ARM coherent allocs, Was: ixp4xx eth broken in 3.7.0/3.8-rc5?

Mon Feb 18 04:08:53 EST 2013

Krzysztof Halasa writes:
 > Hi,
 > 
 > I'm not sure how is it supposed to work. Environment: IXP4xx CPU,
 > only 64 MB (of 256 MB) of RAM is available for PCI bus master DMA,
 > /dev/sda is a PATA CF or SATA SSD using CS5536-based PATA interface
 > (SATA - with a bridge) in DMA (PCI bus master) mode.
 > 
 > It works in PIO mode.
 > The problem seems to be this: pci_dev->dev.coherent_dma_mask is 0x3FFFFFF
 > (64MB-1). Yet __dma_alloc() called with GFP_DMA returns memory
 > physically located (dma_handle) above 64MB region.

Isn't that what the ARM-specific dma bounce allocator is supposed to
handle?  Or did e9da6e9905e639b0f842a244bc770b48ad0523e9 disable that one?
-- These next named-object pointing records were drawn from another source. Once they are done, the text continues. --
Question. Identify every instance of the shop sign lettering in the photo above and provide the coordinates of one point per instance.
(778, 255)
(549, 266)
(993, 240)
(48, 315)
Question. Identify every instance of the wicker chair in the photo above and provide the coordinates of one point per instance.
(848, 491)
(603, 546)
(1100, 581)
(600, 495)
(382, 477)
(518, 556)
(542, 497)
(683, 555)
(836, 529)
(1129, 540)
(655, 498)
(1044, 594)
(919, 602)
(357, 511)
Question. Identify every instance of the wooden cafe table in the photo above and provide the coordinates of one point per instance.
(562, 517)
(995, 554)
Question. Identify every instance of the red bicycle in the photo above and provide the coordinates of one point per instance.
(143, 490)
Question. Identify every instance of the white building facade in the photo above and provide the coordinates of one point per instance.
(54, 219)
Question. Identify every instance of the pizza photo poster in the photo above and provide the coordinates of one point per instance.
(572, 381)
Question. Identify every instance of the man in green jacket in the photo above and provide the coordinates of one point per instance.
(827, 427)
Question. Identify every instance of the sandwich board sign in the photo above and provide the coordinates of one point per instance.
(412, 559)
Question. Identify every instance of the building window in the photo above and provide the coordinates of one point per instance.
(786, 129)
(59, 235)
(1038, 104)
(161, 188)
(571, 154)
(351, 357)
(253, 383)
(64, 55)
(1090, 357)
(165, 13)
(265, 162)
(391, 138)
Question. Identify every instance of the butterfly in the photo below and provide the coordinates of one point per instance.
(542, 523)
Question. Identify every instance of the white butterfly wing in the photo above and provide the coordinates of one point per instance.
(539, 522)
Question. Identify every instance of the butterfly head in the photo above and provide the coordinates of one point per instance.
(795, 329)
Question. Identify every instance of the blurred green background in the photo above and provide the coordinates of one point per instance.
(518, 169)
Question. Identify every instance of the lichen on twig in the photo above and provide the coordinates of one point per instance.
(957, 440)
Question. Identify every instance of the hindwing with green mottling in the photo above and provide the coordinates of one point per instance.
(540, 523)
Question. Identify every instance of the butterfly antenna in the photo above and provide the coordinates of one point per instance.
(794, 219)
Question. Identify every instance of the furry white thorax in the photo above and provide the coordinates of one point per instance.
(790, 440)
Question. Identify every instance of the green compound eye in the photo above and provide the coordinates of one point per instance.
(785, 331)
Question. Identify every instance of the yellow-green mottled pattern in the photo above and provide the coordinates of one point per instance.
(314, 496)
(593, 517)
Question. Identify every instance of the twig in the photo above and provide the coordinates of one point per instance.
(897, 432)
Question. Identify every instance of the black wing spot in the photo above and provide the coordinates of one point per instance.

My ixp4xx box only has 64MB RAM so there is never any bouncing there,
in fact I patch my kernel to disable the bounce support entirely.

/Mikael

 > 
 > Bisecting shows this commit broke it:
 > 
 > > I haven't yet tried the Ethernet driver but it seems my IXP425 box
 > > doesn't like this while mounting a disk (PCI CS3356-based IDE CF card).
 > >
 > > commit e9da6e9905e639b0f842a244bc770b48ad0523e9
 > > Author: Marek Szyprowski <m.szyprowski at samsung.com>
 > > Date:   Mon Jul 30 09:11:33 2012 +0200
 > >
 > >     ARM: dma-mapping: remove custom consistent dma region
 > >
 > >     This patch changes dma-mapping subsystem to use generic vmalloc areas
 > >     for all consistent dma allocations. This increases the total size limit
 > >     of the consistent allocations and removes platform hacks and a lot of
 > >     duplicated code.
 > >
 > >     Atomic allocations are served from special pool preallocated on boot,
 > >     because vmalloc areas cannot be reliably created in atomic context.
 > 
 > I'm trying to understand it (current code as of v3.8rc-7):
 > 
 > static void *__dma_alloc(struct device *dev, size_t size, dma_addr_t *handle,
 >                          gfp_t gfp, pgprot_t prot, bool is_coherent, const void *caller)
 > {
 >         u64 mask = get_coherent_dma_mask(dev);
 > ^^^^^^^^^^^^^^^^^^^^^^^^^^^^^^^^^^^^^^^^^^^^^^^^ This gets 64MB - 1
 >         struct page *page = NULL;
 >         void *addr;
 > 
 > #ifdef CONFIG_DMA_API_DEBUG
 >         u64 limit = (mask + 1) & ~mask;
 >         if (limit && size >= limit) {
 >                 dev_warn(dev, "coherent allocation too big (requested %#x mask %#llx)\n",
 >                         size, mask);
 >                 return NULL;
 >         }
 > #endif
 > 
 >         if (!mask)
 >                 return NULL;
 > 
 >         if (mask < 0xffffffffULL)
 >                 gfp |= GFP_DMA;
 > 
 >         /*
 >          * Following is a work-around (a.k.a. hack) to prevent pages
 >          * with __GFP_COMP being passed to split_page() which cannot
 >          * handle them.  The real problem is that this flag probably
 >          * should be 0 on ARM as it is not supported on this
 >          * platform; see CONFIG_HUGETLBFS.
 >          */
 >         gfp &= ~(__GFP_COMP);
 > 
 >         *handle = DMA_ERROR_CODE;
 >         size = PAGE_ALIGN(size);
 > 
 >         if (is_coherent || nommu())
 >                 addr = __alloc_simple_buffer(dev, size, gfp, &page);
 >         else if (!(gfp & __GFP_WAIT))
 >                 addr = __alloc_from_pool(size, &page);
 > ^^^^^^^^^^^^^^^^^^^^^^^^^^^^^^^^^^^^^^^^^^^^^^^^^^^^^^^^^^^^
 >         else ...
 > 
 > Is the pool supposed to live in GFP_DMA area or should we use more
 > pools? We call __alloc_from_pool() but it knows nothing about our
 > device's coherent_dma_mask or GFP flags.
 > -- 
 > Krzysztof Halasa
 >